Passionate. Empowered. Fighting for Change.
Tracie Washington, an attorney, community organizer, and adjunct professor in New Orleans, walked into a Campus Camp Wellstone at Dillard University last year and memories came rushing back.
Flashbacks of her four years as a student at a tiny college in Northfield, Minnesota called Carleton.
And a fast-talking professor named Paul Wellstone, “Paul taught me to love organizing; he taught me the fundamentals and, more importantly, he taught me to teach others to organize. Stopping by that Campus Camp Wellstone, I saw something in those students that I remember in myself, a spark of passion for organizing, for meaningful conversation, just like Paul taught me.”
Looking back, it’s not at all surprising that when Wellstone Action started 10 years ago, one of the first programs we launched was Campus Camp Wellstone. It was in our genes, to empower young people to organize and win change. Anne Johnson is now the Executive Director of Generation Progress; in 2003, she was one of a handful of the original staff at Wellstone:
“Like a lot of good ideas, the idea for Campus Camp Wellstone happened on a road trip with another Wellstone staffer, Elana Schwartzman. From our first Campus Camp at Carleton, we went from 0-60 really quickly, hosting 20-30 Campus Camps annually within a year. We touched a nerve of what was needed at colleges: training our generation with real skills around organizing, and developing progressive capacity on campuses. Ten years later, Wellstone is at the center of the youth organizing sector, with a coalition of sophisticated and effective partner organizations all around the country.”
It’s never been more important for us to grow our progressive movement, with young leaders at its core. Student debt pushes the American dream further out of reach, yet young voices are routinely ignored. Guns enter our campuses with tragic results, yet youth are excluded from public policy decisions that affect their safety. DREAMers seek human rights and are rebuffed by partisan bickering.
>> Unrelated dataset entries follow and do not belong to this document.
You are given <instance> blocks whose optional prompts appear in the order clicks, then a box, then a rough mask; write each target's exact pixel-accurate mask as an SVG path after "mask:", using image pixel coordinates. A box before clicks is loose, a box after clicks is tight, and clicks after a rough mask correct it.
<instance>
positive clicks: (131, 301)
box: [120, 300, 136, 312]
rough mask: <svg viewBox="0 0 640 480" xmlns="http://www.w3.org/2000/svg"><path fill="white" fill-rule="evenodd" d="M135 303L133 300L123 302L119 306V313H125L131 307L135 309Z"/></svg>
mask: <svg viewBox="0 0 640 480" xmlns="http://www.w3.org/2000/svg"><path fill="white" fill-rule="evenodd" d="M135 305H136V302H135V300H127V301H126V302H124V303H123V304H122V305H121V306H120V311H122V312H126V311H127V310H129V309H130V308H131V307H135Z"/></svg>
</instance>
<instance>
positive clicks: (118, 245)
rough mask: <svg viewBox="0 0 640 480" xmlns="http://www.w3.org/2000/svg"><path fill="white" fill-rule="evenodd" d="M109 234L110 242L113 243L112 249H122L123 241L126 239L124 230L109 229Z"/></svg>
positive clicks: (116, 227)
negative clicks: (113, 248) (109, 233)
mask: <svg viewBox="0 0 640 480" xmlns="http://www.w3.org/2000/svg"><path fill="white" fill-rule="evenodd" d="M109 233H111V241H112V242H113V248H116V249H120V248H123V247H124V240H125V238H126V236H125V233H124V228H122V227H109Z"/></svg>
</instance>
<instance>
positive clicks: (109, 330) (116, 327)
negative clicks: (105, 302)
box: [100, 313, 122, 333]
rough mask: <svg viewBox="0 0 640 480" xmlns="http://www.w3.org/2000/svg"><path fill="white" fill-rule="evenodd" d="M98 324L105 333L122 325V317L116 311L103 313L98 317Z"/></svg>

The exclusion of young leaders is especially true in Texas, where for generations, conservatives have propelled their agenda forward, censoring textbooks, using tax dollars to pay for private school vouchers, and worse. For far too long, representation in Texas has not reflected the state’s rapidly changing communities.
So Wellstone got to work, and we partnered with the Texas Freedom Network Education Fund (TFNEF). TFNEF is the right partner for the right time because they don’t believe in simply asking young people to get involved in the final days leading up to an election; instead, they cultivate long-term leaders by putting youth organizing at the heart of their mission. “We really frame our work as the Wellstone Triangle in action,” says TFNEF’s Field Director, Val Benavidez. “We’re working on community organizing, electoral voter engagement, and meaningful policy and issue advocacy. The Triangle shows us how organizing must happen continually and what winning really looks like.”
Over the course of the 2013-2014 school year, we led trainings on six Texas campuses, each tailored to the unique challenges of each campus. The outcome? Allison Heinrich, a senior at the University of Texas Austin, the president of the TFNEF chapter on her campus, sums up the power of our work with this story, “Right after our training, we went out to register voters and to get them to pledge to vote. I was walking back to the office and one of our sophomore members comes running up to me and says, ‘Our messaging training worked! I was talking to a guy who was totally uninterested in registering, but after a few-minute conversation, I convinced him to register!’”
Step one, help young people find a passion for organizing. Step two, create a path, straight from our training to leadership in the movement. “I’m about to graduate,” explains Allison, “and Wellstone’s training has given our younger members a skill set, and the inspiration, to become leaders in their own right.”
And that’s Wellstone Action’s youth leadership philosophy in a nutshell. Whether we’re at Dillard in New Orleans, or the University of Texas at El Paso, or Bemidji State University in Minnesota, we run our Campus Camps with strategic partners so students can attend a Camp and then have an immediate opportunity to get involved in leading this movement.
Just like Paul Wellstone did with so many of his students, we are growing a movement today that will endure for many tomorrows. With passion, with a chance to launch their organizing career, and with a deep sense of how to change their communities, that’s how young Americans are winning the Wellstone Way.